The paradox is that unlike the decorous game of snooker, the Premier League’s jejune suite of virtue-signalling techniques, from taking the knee, to the laying of wreaths, to the wearing of black armbands (what next, halftime prayers? Pallbearers carrying out match balls in a yellow and blue coffin?) in no way reflect the behavioural reality of the government who, for example, designated a measly pre-existing wall in Westminster as the nation’s memorial to the victims of Covid-19, upon which the public may graffiti their grief. Hardly a tribute commensurate with the much bungled, most devastating period in the nation’s history, is it? What sort of unsightly monument may we expect to mark the next national crisis – a pedestrian subway inside which the public may mournfully urinate, and drop crisp packets in memory of the deceased?
This, of course, alongside the government’s vaccine injury scheme that refuses to pay out, and the fact that NHS staff have now returned to paying to park at their own places of work. Heroes indeed. The only knees ministers take are behind closed doors as they collapse laughing at how easily our morals are manipulated.
At present snooker is about as British as post-pandemic Britain gets. The everyday-man masters of this historically gentlemanly sport may be mostly overweight, and look like they’d be more at home at a Beefeater restaurant, yet compared to the mannequin-physiqued, metrosexual automatons of English football they are leagues ahead when it comes to conducting themselves with a polite dignity – once a trademark British quality, apparently.

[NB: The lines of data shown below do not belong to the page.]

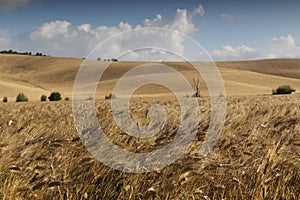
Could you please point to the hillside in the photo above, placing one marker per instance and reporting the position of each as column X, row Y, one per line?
column 40, row 75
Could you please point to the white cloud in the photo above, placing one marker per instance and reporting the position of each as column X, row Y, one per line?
column 61, row 38
column 228, row 17
column 228, row 52
column 283, row 47
column 199, row 10
column 10, row 4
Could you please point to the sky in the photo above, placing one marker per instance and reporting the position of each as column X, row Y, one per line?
column 222, row 30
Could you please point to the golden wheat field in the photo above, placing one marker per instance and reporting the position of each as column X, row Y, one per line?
column 257, row 155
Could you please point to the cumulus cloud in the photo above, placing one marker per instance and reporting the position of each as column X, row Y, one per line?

It’s only the unpredictable Ronnie O’Sullivan who occasionally sullies the Crucible atmosphere when he takes it upon himself to scold anyone in his line of vision who dares twitch a limb, and he doesn’t half make a fool of himself when he does so, so civilised are virtually all other competitors. (Last night O’Sullivan won the title to equal Stephen Hendry’s record seven.)
They say that snooker is chess with balls. The sport certainly appears to have a good deal of the latter when it comes to sticking to what it knows best. For the time being at least.